Patchogue parent Kerrin Quenstedt agreed.

“I’m a mom, a nurse, and I work in our schools,” she said. “Masks are not harmful to our children. I know this because I am in our schools. “

Patchogue Tremont Elementary School parent Sara Ricci disagreed. She said that the most important aspect of a child’s growth is not only the academic aspect, but also the social one, most of which she said is done through facial expressions.

“If we deprive our children of seeing other smiling children, we could be doing irreparable, unknown future harm. Not only smiling children, but sad children and mad children. Seeing a sad friend teaches our children empathy,” she added, also noting her son, diagnosed with autism, already has trouble with social cues without masks. “A vast majority of our learning social interactions is done through facial expressions and depriving them of that is one of the most dehumanizing things we could possibly do to our sweet and loving children.”

Loraine Perritti DiBella, parent of two boys in Medford Avenue Elementary and an EMT, is also not a fan of masks.

“I wear them when I am on calls or walking into a hospital. I don’t feel it’s needed for my kids to wear them in school; it’s already hot enough in school,” she said. “Plus, wearing the mask isn’t going to stop it; when we think about it, their hands are still touching things which eventually make their way to their mouth. I am praying that masks will not be mandatory when they return.”

Another Patchogue parent, Megan Kelly McGourty, who is also a teacher in the district, said she feels the decision should be a choice. However, others noted the only way they would feel comfortable returning their children to school would be masked. Bay Elementary parent Donna Johnson Enzmann said she is concerned that masks won’t be mandated.

“I’m concerned that masks won’t be mandated and the Delta variant will run rampant through the elementary schools, putting my children at risk,” she said. “We know children are getting this variant easier and even getting sicker. It would be absolutely negligent not to enforce masks while this surge is happening.
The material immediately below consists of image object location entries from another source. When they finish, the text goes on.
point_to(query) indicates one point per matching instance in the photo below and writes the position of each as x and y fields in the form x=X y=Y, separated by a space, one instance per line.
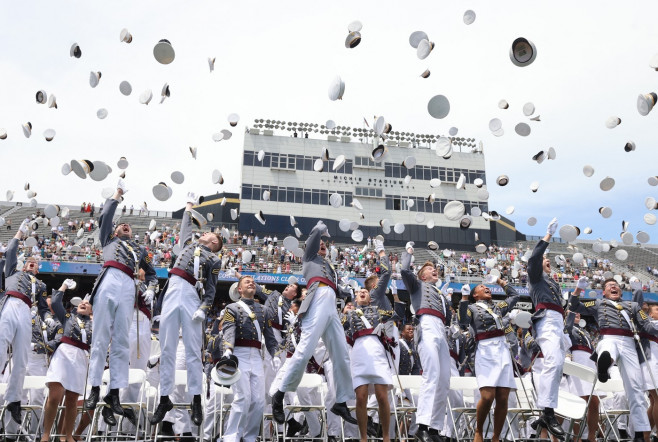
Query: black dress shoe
x=603 y=363
x=294 y=427
x=422 y=435
x=108 y=416
x=277 y=408
x=92 y=400
x=15 y=410
x=163 y=407
x=550 y=423
x=340 y=409
x=197 y=411
x=112 y=401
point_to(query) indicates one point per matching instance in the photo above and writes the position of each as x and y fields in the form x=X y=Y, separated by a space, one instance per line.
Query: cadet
x=23 y=288
x=494 y=368
x=548 y=322
x=618 y=324
x=243 y=325
x=113 y=297
x=189 y=296
x=320 y=320
x=433 y=312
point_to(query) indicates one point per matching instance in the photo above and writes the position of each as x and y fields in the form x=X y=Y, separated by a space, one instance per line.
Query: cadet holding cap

And it would be a waste of time and energy that parents and schools put into keeping the schools safe last year.”

“I support my kids wearing masks and will have them wear masks this year,” another Patchogue parent, Michelle DeGroat, said. “If there is a no-mask policy, I might consider remote learning, if it’s an option.”

Others were okay with either option. Medford Elementary parent Marie LeFemina Kropp said she will be sending her children to school, either way.

“I’m hoping that they won’t have to wear masks, but it isn’t stopping me from sending her to public school,” she said. “In my opinion, this will not be forever, just a hurdle that we have to get over. Things could be worse!”

Bellport parent and wife to an ER nurse, Monique Armann, said her entire family is vaccinated including her daughter, who is a senior, and another daughter who graduated in 2020, one of the first classes to deal with the pandemic, as well as her son, who is in the school system with Down syndrome and who was taught to wear a mask.

“I don’t understand why we can’t just continue to do masks a little bit longer to not only help slow the spread for our children, who are at this point one of the most vulnerable populations since not all of them can get the vaccine or will get the vaccine, and so that we can also make sure our hospitals do not get overrun and that we take care of our frontline health care workers the way that they took care of us,” she said, explaining why mask-wearing is part of CDC guidelines.